Nel bel libro di Giorgio Dobrilla, Cinquemila anni di placebo (Edra Edizioni, 2017), trovo questo aneddoto:
Il giornalista Gaslero Plesch riporta sull’organo del Partito Nazionale Fascista La Provincia di Bolzano del 28 luglio 1937 che Jean-Nicolas Corvisart, medico personale di Napoleone I, aveva guarito la moglie dell’imperatore affetta da vari malanni prescrivendole tramite il farmacista di corte la seguente ricetta: «Aqua fontiz 50 g, eadem repetita 100 g, eadem distillata 100 g, nihil aliud, misce secundum artem». Attenti alle dosi: un cucchiaino in un bicchier d’acqua, al mattino, a digiuno. L’imperatrice consiglia la stessa cura miracolosa alle amiche di corte e pure a un alto prelato giunto a Fontainebleau da Roma che lamentava disturbi vari e malessere. Il prelato legge la ricetta, non si trattiene dal riso ed è costretto a tradurre la ricetta alla sconcertata imperatrice: «Acqua di fonte 50 grammi, la stessa altri 100 grammi, acqua distillata 100 grammi, “nient’altro”. Mescolare adeguatamente e assumere, come indicato, un cucchiaino al mattino» (p. 27).

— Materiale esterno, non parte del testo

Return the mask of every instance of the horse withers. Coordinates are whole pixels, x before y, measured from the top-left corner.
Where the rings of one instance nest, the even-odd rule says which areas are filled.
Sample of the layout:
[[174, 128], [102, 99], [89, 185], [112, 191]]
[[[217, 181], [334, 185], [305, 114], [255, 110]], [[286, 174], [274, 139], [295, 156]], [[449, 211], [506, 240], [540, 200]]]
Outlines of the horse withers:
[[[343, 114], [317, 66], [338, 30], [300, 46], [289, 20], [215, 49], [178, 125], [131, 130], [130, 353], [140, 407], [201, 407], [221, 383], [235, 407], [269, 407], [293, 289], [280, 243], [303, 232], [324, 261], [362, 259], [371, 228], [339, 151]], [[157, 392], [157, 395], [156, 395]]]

Un aneddoto del genere non dovrebbe sorprendere chi ha familiarità con il latinorum mistificante di cui si lamenta Renzo ne I promessi sposi di Manzoni o con il latino esotico e manipolatorio delle coscienze delle masse pronunciato nelle messe cattoliche fino al 1965. In tutti questi casi, il latino ha la funzione non di comunicare, ma di persuadere, sedurre, incantare, abbindolare. Oggi che il latino è stato sostituito dall’inglese, gli effetti placebo della lingua di Gran Bretagna e Stati Uniti sono sotto gli occhi di tutti. Ad esempio, è indubbio che essere un accountant sia meno banale che essere un “ragioniere” o un “contabile”. La spending review pare più accettabile di una minacciosa “revisione della spesa”. Così come la pet therapy produce più risultati di una terapia basata su attività svolte con animali domestici. E poi c’è naturalmente la location del meeting per il brainstorming per superare i competitor e l’austerity per poi passare un bel weekend in una beauty farm decisamente trendy. Tutto questo crea un’atmosfera densa di connotazioni positive perché, come dice Giacomo Leopardi (o James Leopard, se vi piace) “Nel pronunziare o nel sentir pronunziare una lingua straniera, ci piacciono più di tutti quei suoni che non sono propri della nostra”. Insomma, anche la lingua è un placebo. E se sei fashion sei molto più che “alla moda”.